Configuration file `/etc/snort/rules/backdoor.rules'
==> File on system created by you or by a script.
==> File also in package provided by package maintainer.
What would you like to do about it ? Your options are:
Y or I : install the package maintainer's version
N or O : keep your currently-installed version
D : show the differences between the versions
Z : background this process to examine the situation
The default action is to keep your current version.
*** backdoor.rules (Y/I/N/O/D/Z) [default=N] ?
Configuration file `/etc/snort/rules/bad-traffic.rules'
==> File on system created by you or by a script.
==> File also in package provided by package maintainer.
What would you like to do about it ? Your options are:
Y or I : install the package maintainer's version
N or O : keep your currently-installed version
D : show the differences between the versions
Z : background this process to examine the situation
The default action is to keep your current version.
*** bad-traffic.rules (Y/I/N/O/D/Z) [default=N] ?
Configuration file `/etc/snort/rules/ddos.rules'
==> File on system created by you or by a script.
==> File also in package provided by package maintainer.

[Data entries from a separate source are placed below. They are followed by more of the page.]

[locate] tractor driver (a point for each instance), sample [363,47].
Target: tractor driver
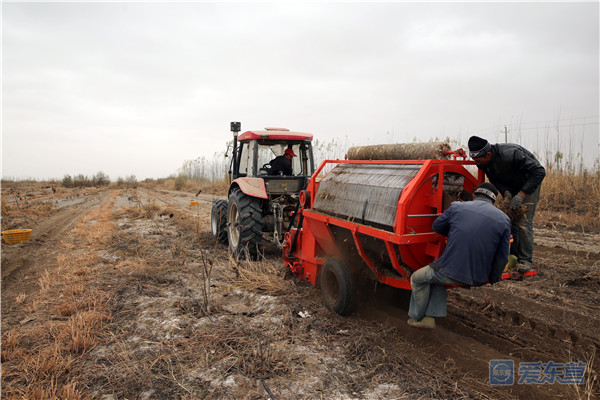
[282,165]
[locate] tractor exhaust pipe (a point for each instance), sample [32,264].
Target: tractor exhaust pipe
[235,129]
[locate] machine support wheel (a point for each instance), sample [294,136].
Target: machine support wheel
[218,220]
[244,225]
[338,287]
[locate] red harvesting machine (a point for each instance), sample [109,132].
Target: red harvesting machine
[372,219]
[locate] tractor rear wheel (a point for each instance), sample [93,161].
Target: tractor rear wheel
[218,220]
[338,287]
[244,221]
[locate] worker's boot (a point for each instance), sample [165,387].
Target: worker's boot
[425,323]
[524,268]
[512,263]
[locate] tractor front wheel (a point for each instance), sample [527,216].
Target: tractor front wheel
[218,220]
[338,287]
[244,224]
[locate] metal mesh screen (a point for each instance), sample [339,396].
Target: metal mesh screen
[364,193]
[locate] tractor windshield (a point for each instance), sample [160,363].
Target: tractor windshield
[265,151]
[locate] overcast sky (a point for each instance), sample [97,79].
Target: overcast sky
[137,88]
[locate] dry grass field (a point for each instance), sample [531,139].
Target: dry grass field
[124,294]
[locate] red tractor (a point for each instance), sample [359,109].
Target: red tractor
[262,203]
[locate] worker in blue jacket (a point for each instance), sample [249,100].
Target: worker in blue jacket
[476,252]
[518,175]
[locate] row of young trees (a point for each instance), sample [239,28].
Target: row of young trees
[98,180]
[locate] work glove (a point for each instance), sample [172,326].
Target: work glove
[516,201]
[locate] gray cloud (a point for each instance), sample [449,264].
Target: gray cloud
[136,88]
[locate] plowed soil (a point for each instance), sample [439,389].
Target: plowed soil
[176,317]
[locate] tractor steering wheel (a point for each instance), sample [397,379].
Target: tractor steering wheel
[265,169]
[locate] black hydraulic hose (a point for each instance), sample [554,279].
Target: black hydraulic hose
[293,217]
[300,221]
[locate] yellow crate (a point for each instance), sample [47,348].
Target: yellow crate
[16,235]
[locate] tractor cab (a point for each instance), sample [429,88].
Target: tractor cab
[262,201]
[258,148]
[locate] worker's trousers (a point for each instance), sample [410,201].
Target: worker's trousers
[428,298]
[522,230]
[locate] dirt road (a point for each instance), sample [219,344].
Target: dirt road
[135,299]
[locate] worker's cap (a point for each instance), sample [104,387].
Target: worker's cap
[487,189]
[478,147]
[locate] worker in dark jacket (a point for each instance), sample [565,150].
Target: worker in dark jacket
[518,175]
[476,252]
[282,165]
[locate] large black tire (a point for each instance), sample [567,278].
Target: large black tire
[244,224]
[338,287]
[218,220]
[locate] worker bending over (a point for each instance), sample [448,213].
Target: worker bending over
[476,252]
[518,175]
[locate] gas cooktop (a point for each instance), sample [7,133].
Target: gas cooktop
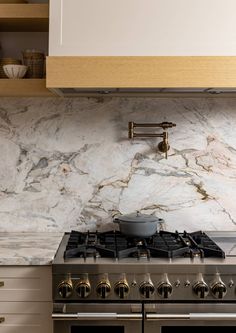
[163,244]
[172,266]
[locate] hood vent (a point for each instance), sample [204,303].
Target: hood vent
[145,92]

What would you like to do about it ? Your options are:
Y or I : install the package maintainer's version
N or O : keep your currently-installed version
D : show the differences between the versions
Z : background this process to examine the situation
The default action is to keep your current version.

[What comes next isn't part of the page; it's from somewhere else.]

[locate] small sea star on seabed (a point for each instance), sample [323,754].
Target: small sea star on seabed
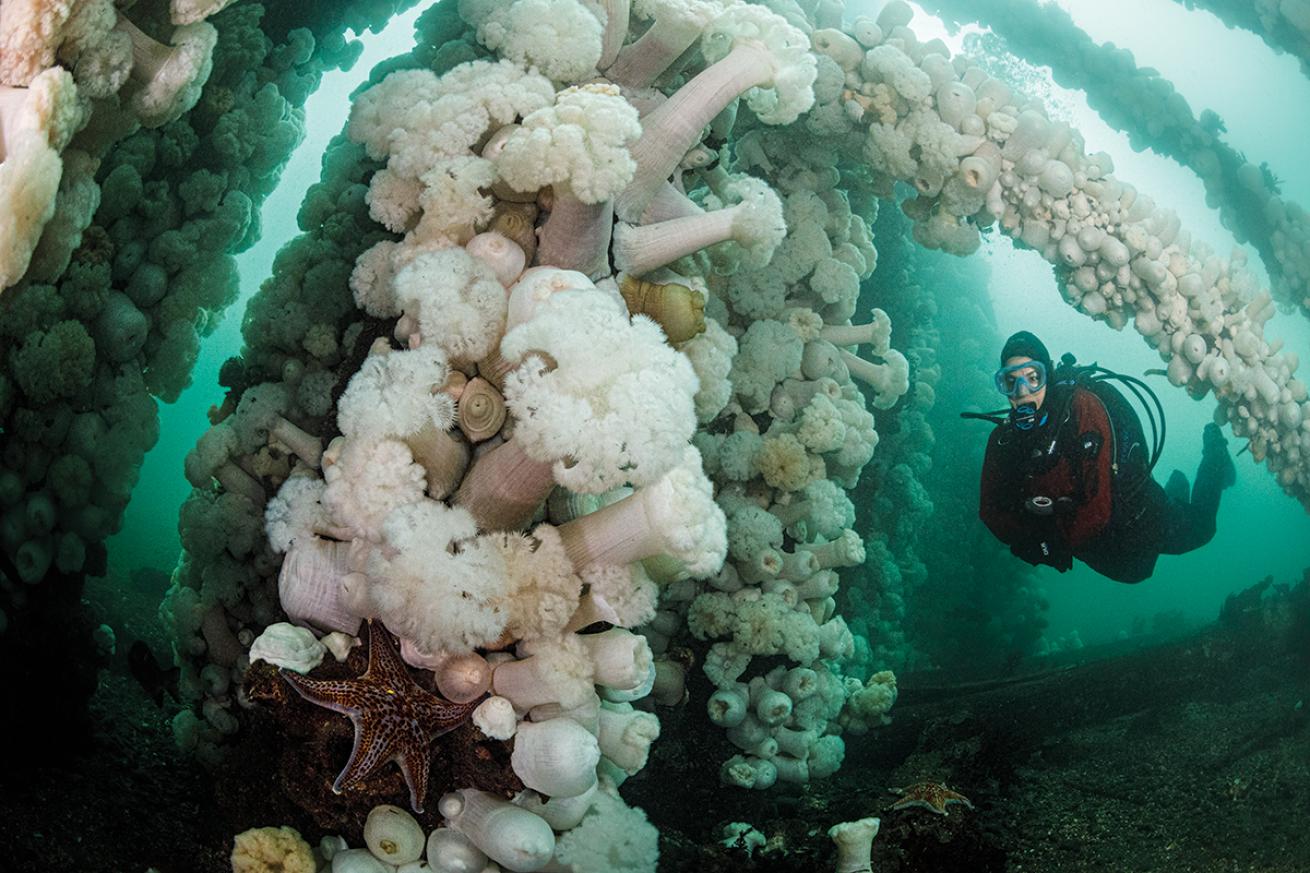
[933,796]
[394,717]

*** ddos.rules (Y/I/N/O/D/Z) [default=N] ?
Configuration file `/etc/snort/rules/dns.rules'
==> File on system created by you or by a script.
==> File also in package provided by package maintainer.
What would you like to do about it ? Your options are:
Y or I : install the package maintainer's version
N or O : keep your currently-installed version
D : show the differences between the versions
Z : background this process to examine the situation
The default action is to keep your current version.
*** dns.rules (Y/I/N/O/D/Z) [default=N] ?
Configuration file `/etc/snort/rules/dos.rules'
==> File on system created by you or by a script.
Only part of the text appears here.